Core Concepts of Lucene

1. Documents

  • A document in Lucene is a collection of fields (key-value pairs).
  • Example:
{
  "id": "1",
  "title": "Elasticsearch Basics",
  "content": "A distributed search engine."
}
  • id, title, and content are fields.
  • Fields can be stored or indexed (or both).

2. Fields

  • Fields have two main properties.

    • Stored: Whether the field’s value is stored for retrieval (e.g., to display in search results).
    • Indexed: Whether the field’s value is indexed for searching.
  • Field types:

    • Text: Analyzed for full-text search (e.g., "content").
    • Keyword: Not analyzed, used for exact matches (e.g., "id").

3. Inverted Index

  • The inverted index is Lucene’s core data structure for fast text search.
  • It maps terms (tokens) to the documents that contain them.

  • Example:

    Term Document IDs
    elasticsearch [1, 2]
    basics [1]
    distributed [1]
  • How it works:

    • At index time, Lucene tokenizes text fields and builds the inverted index.
    • At search time, Lucene looks up terms in the inverted index to find matching documents.

4. Segments

  • A Lucene index is divided into segments (immutable files on disk).

  • Why segments matter:

    • Each segment is a mini-index containing a subset of the data.
    • Segments improve performance by allowing parallel processing during searches.
    • New documents are added to new segments; old segments remain unchanged (immutable).
  • Segment Lifecycle:

    1. Create: New segments are created when data is flushed from memory to disk.
    2. Merge: Smaller segments are periodically merged into larger ones to optimize performance.
    3. Delete: Deleted documents are marked in the segment but not physically removed until a merge occurs.

5. Tokenization

  • Tokenization splits text into tokens (words/terms) for indexing.
  • Example:

    • Input: "The quick brown fox jumps over the lazy dog."
    • Tokens: ["the", "quick", "brown", "fox", "jumps", "over", "the", "lazy", "dog"]
  • Customization:

  • Use different tokenizers (e.g., standard, whitespace, ngram) to control how text is split.

6. Scoring

  • Lucene assigns a relevance score to each document based on how well it matches the query.
  • Scoring is based on:

    • TF-IDF (Term Frequency-Inverse Document Frequency):
      • Measures how important a term is in a document relative to the entire corpus.
    • BM25 (default in Elasticsearch):
      • A modern scoring algorithm that improves relevance for long documents.
  • Example:

    • Query: "elasticsearch"
    • Documents with more mentions of "elasticsearch" will score higher.

Lucene Internals

1. Index Structure

  • A Lucene index consists of:
    • Segments: Immutable files containing subsets of the data.
    • Commit Points: Metadata about which segments belong to the index.
    • Transaction Log (Translog): Ensures durability by logging changes before they’re flushed to disk.

2. Write Process

  • When you index a document:
    1. Data is written to the transaction log (for durability).
    2. Data is buffered in memory.
    3. Periodically, the buffer is flushed to disk as a new segment.

3. Read Process

  • When you search:
    1. Lucene queries all relevant segments.
    2. Results from each segment are merged and ranked.
    3. The top results are returned to the user.

Performance Optimization in Lucene

1. Segment Merging

  • Smaller segments are periodically merged into larger ones to:
    • Reduce the number of files on disk.
    • Improve search performance (fewer segments = fewer lookups).
  • Controlled by the merge policy (e.g., TieredMergePolicy).

2. Caching

  • Lucene uses caches to speed up searches:
    • Query Cache: Caches frequently executed queries.
    • Field Cache: Caches field values for sorting and aggregations.

3. Deletes

  • Deleted documents are marked in the segment but not physically removed until a merge occurs.
  • This ensures deletes are fast but requires periodic cleanup.

Lucene vs.

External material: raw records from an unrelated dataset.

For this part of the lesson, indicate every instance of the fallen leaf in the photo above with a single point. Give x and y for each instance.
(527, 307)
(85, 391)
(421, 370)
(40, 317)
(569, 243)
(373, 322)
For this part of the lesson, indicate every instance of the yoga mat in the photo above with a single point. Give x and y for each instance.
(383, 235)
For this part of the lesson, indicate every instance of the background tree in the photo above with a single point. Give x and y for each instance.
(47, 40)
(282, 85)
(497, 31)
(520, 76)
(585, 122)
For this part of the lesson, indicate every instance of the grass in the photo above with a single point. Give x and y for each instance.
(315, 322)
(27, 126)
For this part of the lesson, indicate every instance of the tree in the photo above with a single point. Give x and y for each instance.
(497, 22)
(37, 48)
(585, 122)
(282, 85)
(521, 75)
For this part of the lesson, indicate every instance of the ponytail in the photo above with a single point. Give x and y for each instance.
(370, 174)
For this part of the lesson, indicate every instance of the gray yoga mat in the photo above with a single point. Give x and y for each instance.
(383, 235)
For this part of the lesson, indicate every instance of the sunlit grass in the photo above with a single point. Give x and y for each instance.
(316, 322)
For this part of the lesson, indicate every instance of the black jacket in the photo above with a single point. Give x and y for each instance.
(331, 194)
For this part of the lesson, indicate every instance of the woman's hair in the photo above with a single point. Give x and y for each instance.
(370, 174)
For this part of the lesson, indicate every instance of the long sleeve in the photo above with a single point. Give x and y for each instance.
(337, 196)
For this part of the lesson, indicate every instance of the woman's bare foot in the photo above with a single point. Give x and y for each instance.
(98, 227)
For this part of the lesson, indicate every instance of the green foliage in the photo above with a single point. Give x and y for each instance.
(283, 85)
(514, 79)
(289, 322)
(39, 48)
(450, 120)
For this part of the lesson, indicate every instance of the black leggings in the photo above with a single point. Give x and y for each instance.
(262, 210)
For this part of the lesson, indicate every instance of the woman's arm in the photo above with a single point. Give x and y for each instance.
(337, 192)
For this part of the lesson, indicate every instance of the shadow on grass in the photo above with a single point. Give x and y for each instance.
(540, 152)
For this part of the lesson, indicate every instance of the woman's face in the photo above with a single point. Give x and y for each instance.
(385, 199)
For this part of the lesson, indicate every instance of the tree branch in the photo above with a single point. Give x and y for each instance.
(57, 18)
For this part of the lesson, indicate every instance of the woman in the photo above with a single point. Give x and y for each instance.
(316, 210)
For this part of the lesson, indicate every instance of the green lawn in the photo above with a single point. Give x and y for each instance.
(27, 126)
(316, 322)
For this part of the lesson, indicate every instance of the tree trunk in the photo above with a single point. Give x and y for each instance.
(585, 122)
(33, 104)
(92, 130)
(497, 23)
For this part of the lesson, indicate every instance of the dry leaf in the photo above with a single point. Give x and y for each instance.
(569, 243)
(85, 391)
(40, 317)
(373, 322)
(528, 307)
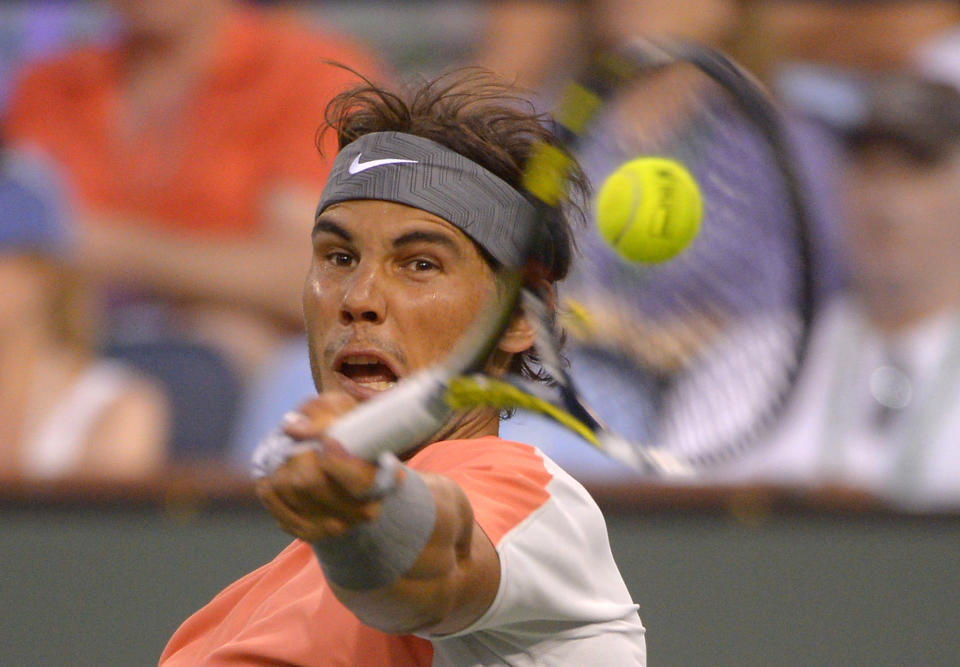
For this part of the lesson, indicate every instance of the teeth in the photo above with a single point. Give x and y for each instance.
(361, 360)
(379, 385)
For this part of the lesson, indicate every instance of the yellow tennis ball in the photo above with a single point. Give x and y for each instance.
(649, 209)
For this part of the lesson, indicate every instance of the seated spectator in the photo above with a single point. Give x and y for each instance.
(66, 413)
(190, 142)
(877, 407)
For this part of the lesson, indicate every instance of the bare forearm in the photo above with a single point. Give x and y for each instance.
(449, 586)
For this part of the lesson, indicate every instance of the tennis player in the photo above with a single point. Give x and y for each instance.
(475, 550)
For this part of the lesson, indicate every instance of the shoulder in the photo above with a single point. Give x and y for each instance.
(509, 484)
(65, 72)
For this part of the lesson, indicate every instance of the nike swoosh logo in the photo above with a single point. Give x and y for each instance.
(356, 166)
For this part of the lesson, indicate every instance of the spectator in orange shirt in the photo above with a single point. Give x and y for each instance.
(190, 145)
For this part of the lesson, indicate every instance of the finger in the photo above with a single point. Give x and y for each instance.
(308, 483)
(309, 529)
(317, 414)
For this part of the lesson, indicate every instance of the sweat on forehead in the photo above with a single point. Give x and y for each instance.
(408, 169)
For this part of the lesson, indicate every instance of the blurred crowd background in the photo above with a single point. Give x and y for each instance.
(158, 177)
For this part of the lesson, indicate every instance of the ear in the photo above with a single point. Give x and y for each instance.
(521, 334)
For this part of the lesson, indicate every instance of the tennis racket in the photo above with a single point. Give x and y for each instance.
(699, 356)
(686, 327)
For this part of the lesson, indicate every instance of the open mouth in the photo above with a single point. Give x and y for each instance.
(367, 371)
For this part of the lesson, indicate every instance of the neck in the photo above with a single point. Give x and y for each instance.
(894, 315)
(476, 423)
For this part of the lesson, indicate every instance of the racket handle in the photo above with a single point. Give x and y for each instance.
(396, 420)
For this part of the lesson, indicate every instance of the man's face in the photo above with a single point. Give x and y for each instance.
(904, 231)
(390, 290)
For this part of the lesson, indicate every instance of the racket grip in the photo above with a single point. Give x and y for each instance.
(396, 420)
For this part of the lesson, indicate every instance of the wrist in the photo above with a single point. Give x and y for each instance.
(375, 554)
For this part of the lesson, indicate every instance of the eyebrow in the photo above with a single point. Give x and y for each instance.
(330, 227)
(325, 225)
(422, 236)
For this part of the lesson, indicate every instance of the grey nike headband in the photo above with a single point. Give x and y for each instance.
(418, 172)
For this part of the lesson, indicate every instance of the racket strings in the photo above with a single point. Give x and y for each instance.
(719, 327)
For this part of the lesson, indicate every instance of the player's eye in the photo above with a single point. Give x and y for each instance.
(340, 258)
(420, 265)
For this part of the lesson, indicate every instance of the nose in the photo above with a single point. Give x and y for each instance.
(363, 300)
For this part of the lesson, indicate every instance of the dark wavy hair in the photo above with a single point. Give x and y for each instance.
(475, 113)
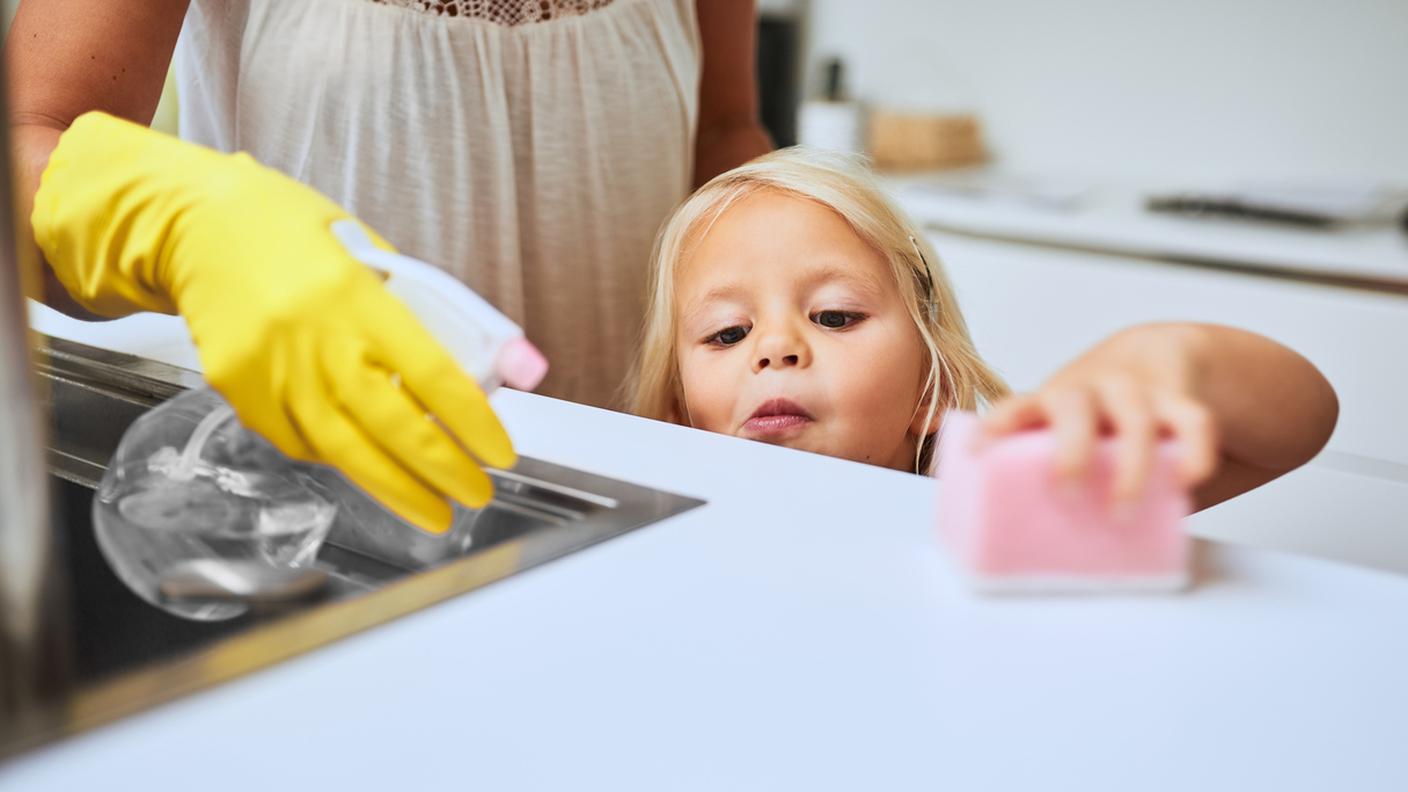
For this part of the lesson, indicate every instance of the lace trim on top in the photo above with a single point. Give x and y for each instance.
(501, 11)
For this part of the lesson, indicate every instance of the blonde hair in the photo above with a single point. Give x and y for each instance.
(958, 378)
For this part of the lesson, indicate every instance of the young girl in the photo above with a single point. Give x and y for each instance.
(793, 303)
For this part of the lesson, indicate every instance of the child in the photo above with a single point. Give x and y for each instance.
(793, 303)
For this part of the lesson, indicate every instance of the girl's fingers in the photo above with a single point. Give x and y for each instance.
(1193, 426)
(1070, 415)
(1129, 412)
(1076, 426)
(1013, 415)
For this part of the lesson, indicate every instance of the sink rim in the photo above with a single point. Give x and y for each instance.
(304, 629)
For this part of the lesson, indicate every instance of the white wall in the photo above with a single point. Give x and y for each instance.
(1194, 90)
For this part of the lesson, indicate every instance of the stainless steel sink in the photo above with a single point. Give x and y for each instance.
(128, 656)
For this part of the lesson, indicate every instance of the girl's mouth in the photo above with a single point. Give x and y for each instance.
(776, 419)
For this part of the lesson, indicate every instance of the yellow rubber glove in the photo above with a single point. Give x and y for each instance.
(304, 341)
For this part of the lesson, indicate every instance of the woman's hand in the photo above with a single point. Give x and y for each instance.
(302, 338)
(1241, 407)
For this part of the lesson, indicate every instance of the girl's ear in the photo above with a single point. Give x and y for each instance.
(677, 415)
(924, 423)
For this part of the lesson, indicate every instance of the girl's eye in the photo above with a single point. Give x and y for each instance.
(728, 336)
(835, 320)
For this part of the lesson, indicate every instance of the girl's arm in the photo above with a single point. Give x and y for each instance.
(1243, 407)
(730, 133)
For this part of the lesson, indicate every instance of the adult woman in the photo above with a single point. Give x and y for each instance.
(530, 148)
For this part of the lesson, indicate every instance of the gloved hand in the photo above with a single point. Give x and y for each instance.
(304, 341)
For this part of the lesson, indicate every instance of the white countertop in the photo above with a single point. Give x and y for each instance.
(803, 632)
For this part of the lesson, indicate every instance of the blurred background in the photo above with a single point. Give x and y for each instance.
(1201, 89)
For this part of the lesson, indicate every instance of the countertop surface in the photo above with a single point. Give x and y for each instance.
(803, 630)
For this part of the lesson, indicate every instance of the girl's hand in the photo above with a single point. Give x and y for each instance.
(1136, 386)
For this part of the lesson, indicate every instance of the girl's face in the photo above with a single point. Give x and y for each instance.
(793, 331)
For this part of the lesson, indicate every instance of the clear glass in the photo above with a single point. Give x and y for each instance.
(230, 495)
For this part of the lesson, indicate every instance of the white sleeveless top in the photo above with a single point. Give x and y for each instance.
(531, 148)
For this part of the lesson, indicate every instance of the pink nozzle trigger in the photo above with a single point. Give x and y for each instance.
(521, 365)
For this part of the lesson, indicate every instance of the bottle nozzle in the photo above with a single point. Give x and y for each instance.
(521, 365)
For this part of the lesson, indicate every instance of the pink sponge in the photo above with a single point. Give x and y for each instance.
(1013, 527)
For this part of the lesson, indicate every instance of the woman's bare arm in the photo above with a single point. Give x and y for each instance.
(68, 57)
(730, 131)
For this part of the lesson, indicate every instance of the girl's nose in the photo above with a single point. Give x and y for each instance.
(782, 348)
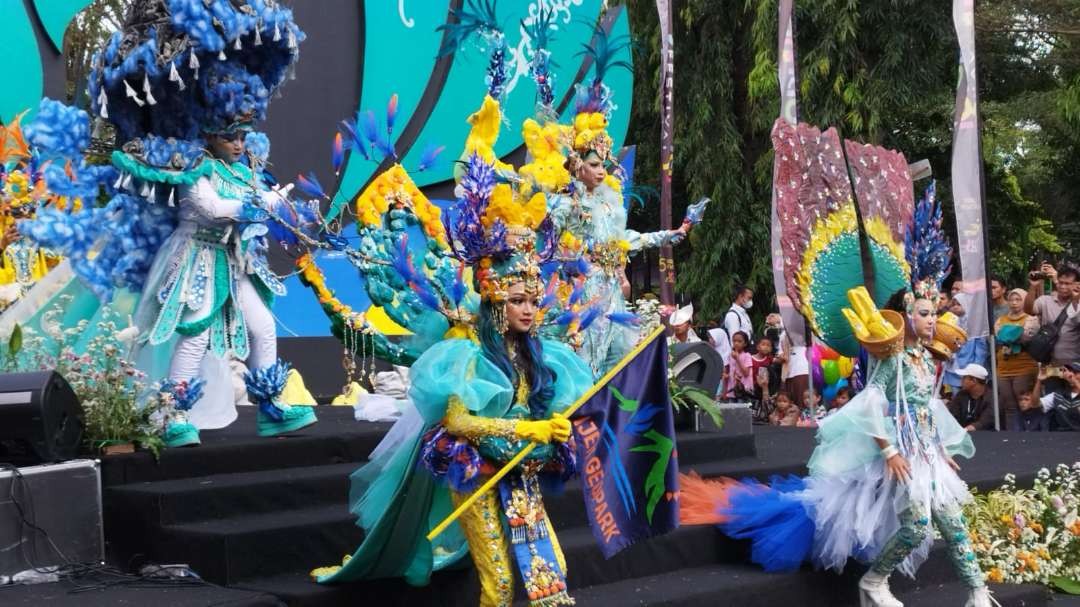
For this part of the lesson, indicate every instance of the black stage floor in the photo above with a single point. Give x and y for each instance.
(256, 514)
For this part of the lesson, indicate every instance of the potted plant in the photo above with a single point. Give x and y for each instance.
(686, 400)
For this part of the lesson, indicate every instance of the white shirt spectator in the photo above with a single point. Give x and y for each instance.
(737, 319)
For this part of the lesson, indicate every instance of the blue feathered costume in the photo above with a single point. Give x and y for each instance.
(184, 82)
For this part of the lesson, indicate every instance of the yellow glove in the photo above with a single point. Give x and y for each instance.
(856, 324)
(545, 430)
(561, 428)
(865, 313)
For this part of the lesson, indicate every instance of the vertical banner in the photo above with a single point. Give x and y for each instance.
(625, 445)
(785, 64)
(666, 146)
(967, 174)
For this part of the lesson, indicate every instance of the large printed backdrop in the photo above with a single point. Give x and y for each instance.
(356, 55)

Elasticsearch

Feature Lucene Elasticsearch
Scope Low-level search library Distributed search and analytics engine
Sharding Single index Splits indices into shards across nodes
Replication No built-in replication Handles replication for high availability
REST API None Provides REST APIs for easy interaction
Cluster Management None Manages nodes, shards, and cluster health

Key Takeaways

  • Lucene is the foundation of Elasticsearch’s search capabilities.
  • Understanding Lucene helps you optimize indexing and search performance.
  • Key concepts include documents, fields, inverted index, segments, and scoring.